ICH Q12 “Technical and Regulatory Considerations for Pharmaceutical Product Lifecycle Management” was adopted by the ICH in Singapore, which means Q12 is now in Stage 5, Implementation. Implementation should be interesting as concepts like “established conditions” and “product lifecycle management” which sit at the core of Q12 are still open for interpretation as Q12 is implemented in specific regulatory markets.

And then, to end the month, PIC/S published draft 1 of PI 054-1 “Recommendation on How to Evaluate / Demonstrate the Effectiveness of a Pharmaceutical Quality System in relation to Risk-based Change Management.”

This draft guidance is now in a review period by regulatory agencies. Which means no public comments, but it will be applied on a 6-month trial basis by PIC/S participating authorities, which include the US Food and Drug Administration and other regulators across Europe, Australia, Canada, South Africa, Turkey, Iran, Argentina and more.

This document is aligned to ICH Q10, and there should be few surprised in this. Given PIC/S concern that “ongoing continual improvement has probably not been realised to a meaningful extent. The PIC/S QRM Expert Circle, being well-placed to focus on the QRM concepts of the GMPs and of ICH Q10, is seeking to train GMP inspectors on what a good risk-based change management system can look like within the PQS, and how to assess the level of effectiveness of the PQS in this area” it is a good idea to start aligning to be ahead of the curve.
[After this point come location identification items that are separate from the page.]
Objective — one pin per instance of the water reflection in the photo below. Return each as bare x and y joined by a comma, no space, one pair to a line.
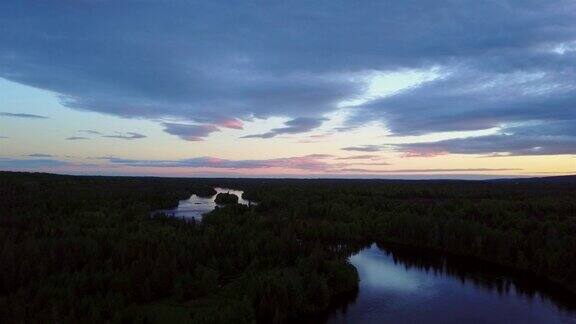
407,286
194,207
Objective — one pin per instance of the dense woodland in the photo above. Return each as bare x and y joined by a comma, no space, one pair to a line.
86,249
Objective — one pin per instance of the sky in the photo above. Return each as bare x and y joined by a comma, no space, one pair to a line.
371,89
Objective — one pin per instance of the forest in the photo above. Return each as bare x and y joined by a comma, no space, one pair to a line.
89,249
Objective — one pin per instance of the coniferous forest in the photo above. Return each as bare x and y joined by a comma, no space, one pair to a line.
89,249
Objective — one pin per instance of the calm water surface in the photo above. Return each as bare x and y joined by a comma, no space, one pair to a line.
400,289
194,207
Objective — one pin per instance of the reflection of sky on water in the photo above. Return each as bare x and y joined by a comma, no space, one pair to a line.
378,272
391,292
194,207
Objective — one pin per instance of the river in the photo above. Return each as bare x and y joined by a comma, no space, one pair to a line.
194,207
400,287
407,286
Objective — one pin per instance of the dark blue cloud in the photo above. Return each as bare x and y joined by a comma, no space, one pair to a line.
16,164
204,62
126,136
294,126
189,132
40,155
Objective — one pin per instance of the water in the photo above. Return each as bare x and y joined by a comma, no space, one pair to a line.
396,288
194,207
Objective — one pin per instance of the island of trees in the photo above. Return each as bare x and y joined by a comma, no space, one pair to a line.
86,249
225,198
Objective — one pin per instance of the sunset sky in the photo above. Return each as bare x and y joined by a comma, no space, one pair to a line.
387,89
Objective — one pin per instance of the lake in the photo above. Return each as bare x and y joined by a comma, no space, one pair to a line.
399,287
411,286
194,207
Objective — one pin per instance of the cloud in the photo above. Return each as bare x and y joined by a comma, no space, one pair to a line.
294,126
9,163
29,116
40,155
363,148
126,136
359,157
190,132
532,139
429,170
499,62
89,131
308,163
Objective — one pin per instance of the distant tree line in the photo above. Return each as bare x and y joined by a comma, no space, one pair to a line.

“Changes typically have an impact assessment performed within the change control system. However, an impact assessment is often not as comprehensive as a risk assessment for the proposed change.”

This is a critical thing that agencies have been discussing for years. There are a few key takeaways.

The difference between impact and risk is critical. Impact is best thought of as “What do I need to do to make the change.” Risk is “What could go wrong in making this change?” Impact focuses on assessing the impact of the proposed change on various things such as on current documentation, equipment cleaning processes, equipment qualification, process validation, training, etc. While these things are very important to assess, asking the question about what might go wrong is also important as it is an opportunity for companies to try to prevent problems that might be associated with the proposed change after its implementation.
This 8 page document is really focusing on the absence of clear links between risk assessments, proposed control strategies and the design of validation protocols.
The guidance is very concerned about appropriately classifying changes and using product data to drive decisions. While not specifying it in so many words, one of the first things that popped to my mind was around how we designate changes as like-for-like in the absence of supporting data. Changes that are assigned a like-for-like classification are often not risk-assessed, and are awarded limited oversight from a GMP perspective. These can sometimes result in major problems for companies, and one that I think people are way to quick to rush to.

Much of my thoughts on implementing this can be found in my presentation on change management and change control.

It is fascinating to look at appendix 1, which really lays out some critical goals of this draft guidance: better risk management, real time release, and innovative approaches to process validation. This is sort of the journey we are all on.